Several events are planned throughout the week to serve as both a reminder of the victims lost and to educate the community about the Holocaust’s historical significance.

“It is important to remember that enslavement and discrimination are both still occurring internationally today,” said CSU’s Hillel Campus Director Alex Amchi. “Only a couple generations ago, this was occurring in a highly efficient, state-engineered manner in the German Reich and its spheres of influence. The worst thing is that this has been emulated on every continent, every decade of the last century by dictators like Joseph Stalin and Pol Pot. History has a tendency to follow trends, and if you do not learn from your history, you are doomed to repeat the terrible mistakes of the past.”

Additional events throughout the week include:

A Field of Flags ceremony will begin Feb. 20 and run through Feb. 27 on the Lory Student Center plaza. The flags represents those who died during the Holocaust, with each flag representing 5,000 victims.

A Litany of Martyrs will be held 10 a.m.-2 p.m. throughout the week on the Lory Student Center plaza. During this time, volunteers take turns reading names of Jewish victims of the Holocaust. Community members are welcome to volunteer for this event and can sign up online.

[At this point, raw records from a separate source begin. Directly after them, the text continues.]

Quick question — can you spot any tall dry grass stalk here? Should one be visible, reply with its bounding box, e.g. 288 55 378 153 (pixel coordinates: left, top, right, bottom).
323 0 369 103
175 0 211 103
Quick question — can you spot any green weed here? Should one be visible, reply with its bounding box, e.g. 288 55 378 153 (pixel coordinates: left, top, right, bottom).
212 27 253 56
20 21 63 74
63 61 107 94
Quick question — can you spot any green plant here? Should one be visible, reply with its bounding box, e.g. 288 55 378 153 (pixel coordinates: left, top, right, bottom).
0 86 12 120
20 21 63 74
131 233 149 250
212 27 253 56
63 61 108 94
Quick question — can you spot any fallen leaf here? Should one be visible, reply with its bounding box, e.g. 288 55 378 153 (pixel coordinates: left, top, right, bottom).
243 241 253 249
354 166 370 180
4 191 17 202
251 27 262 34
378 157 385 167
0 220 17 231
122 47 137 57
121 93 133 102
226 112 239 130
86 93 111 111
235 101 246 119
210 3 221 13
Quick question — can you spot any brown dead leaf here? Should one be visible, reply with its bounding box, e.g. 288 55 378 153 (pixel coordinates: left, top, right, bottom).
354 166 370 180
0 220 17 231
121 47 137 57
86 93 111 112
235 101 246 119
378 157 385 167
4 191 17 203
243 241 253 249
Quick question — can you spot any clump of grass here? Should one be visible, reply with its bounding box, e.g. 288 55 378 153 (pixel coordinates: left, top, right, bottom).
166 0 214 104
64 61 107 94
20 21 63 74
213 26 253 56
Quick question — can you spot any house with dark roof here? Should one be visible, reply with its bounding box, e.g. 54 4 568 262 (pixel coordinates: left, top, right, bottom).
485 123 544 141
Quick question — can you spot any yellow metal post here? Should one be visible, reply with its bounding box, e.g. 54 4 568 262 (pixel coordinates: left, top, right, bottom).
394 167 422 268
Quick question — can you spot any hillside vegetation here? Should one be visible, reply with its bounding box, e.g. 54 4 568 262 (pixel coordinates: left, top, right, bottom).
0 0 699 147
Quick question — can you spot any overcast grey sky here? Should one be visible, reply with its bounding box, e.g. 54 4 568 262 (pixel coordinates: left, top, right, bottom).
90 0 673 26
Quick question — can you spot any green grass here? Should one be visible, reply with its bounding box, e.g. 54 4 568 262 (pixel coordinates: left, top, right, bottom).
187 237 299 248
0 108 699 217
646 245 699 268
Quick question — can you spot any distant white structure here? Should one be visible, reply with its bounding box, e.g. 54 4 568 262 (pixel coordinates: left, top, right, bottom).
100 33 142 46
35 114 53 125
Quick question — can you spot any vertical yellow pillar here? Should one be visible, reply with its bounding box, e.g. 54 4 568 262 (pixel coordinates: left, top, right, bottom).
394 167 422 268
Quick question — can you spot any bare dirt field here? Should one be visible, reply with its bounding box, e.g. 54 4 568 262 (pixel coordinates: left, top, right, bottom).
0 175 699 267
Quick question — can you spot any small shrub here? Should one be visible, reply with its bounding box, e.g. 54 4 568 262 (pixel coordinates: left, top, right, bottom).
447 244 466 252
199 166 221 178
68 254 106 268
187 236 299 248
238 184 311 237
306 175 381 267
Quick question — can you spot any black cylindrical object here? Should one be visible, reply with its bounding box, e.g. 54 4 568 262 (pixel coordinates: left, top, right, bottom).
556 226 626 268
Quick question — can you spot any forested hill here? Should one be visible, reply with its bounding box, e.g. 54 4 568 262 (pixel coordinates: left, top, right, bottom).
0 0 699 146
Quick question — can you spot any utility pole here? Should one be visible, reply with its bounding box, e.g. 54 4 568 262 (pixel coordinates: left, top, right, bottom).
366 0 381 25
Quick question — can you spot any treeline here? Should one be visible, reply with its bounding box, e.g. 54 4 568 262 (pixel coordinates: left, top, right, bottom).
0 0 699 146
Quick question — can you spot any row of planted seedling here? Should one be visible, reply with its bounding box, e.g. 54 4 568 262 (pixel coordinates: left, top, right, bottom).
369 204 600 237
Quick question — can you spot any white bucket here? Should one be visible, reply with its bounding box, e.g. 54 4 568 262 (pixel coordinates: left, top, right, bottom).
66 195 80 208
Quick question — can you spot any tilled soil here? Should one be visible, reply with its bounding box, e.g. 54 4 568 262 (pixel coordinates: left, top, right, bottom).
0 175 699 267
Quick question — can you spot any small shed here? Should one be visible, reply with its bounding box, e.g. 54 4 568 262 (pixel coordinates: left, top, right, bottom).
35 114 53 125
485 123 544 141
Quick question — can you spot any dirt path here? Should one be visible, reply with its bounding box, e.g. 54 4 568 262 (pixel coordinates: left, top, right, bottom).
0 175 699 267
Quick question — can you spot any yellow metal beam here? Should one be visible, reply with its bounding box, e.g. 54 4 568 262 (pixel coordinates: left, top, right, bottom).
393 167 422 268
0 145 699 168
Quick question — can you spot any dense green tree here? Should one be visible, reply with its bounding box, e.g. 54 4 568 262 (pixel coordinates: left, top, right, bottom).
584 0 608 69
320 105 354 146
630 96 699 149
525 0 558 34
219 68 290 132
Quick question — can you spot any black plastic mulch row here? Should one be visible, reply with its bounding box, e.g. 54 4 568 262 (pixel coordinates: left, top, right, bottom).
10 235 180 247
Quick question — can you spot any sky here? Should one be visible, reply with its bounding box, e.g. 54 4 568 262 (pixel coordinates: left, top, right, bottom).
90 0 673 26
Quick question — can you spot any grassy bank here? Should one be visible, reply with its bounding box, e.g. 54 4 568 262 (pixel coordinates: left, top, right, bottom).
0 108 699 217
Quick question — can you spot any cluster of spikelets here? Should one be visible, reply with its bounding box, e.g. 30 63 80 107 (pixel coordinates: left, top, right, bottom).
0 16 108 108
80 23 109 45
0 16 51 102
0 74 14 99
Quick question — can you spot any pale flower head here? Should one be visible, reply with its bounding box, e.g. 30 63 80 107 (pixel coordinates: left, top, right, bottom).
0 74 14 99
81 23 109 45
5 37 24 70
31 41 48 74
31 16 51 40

The television documentary, “70th Anniversary of Auschwitz Liberation,” will be shown at 7 p.m. Tuesday, Feb. 24, in the LSC Theatre. January 2015 marks 70 years since the liberation of Auschwitz, the largest camp established by the Nazis. A complex of camps, Auschwitz included a concentration camp, killing center and forced-labor camps near the prewar German-Polish border.  Seventy years after Auschwitz was liberated by Soviet troops in January 1945, several survivors, high dignitaries and state officials marked the importance of this day.  A short discussion will follow the documentary.

On Friday, Feb. 27, a short Memorial Service will be held at 2 p.m. in the lobby of the Lory Student Center Theatre to close the week. Following the service, volunteers will proceed to the plaza to retire the Field of Flags.

Holocaust Awareness Week is sponsored by Students for Holocaust Awareness, Hillel: The Foundation for Jewish Campus Life, Chabad Jewish Student Organization, ASCSU, AePi Jewish Fraternity and RamEvents.

All events are free and open to the public through funding provided by the Associated Students of Colorado State University, Hillel of Colorado and Chabad.


“The Holocaust is the genocide of my people; it is the tragedy of my heritage. The Holocaust has affected me personally, because I have one grandparent that emigrated from Germany before the war started, but the rest of my family that was there was killed in the Holocaust.”

 – Rose Bork, Social Work major, Women Studies minor


“It is very important for everyone to attend Holocaust Awareness Week events, because we need to educate ourselves on the horrors that occurred so it can never happen again. We are the last generation to be able to hear Holocaust survivors speak; the next generation will not be able to hear these stories unless we hear them and can pass them on.”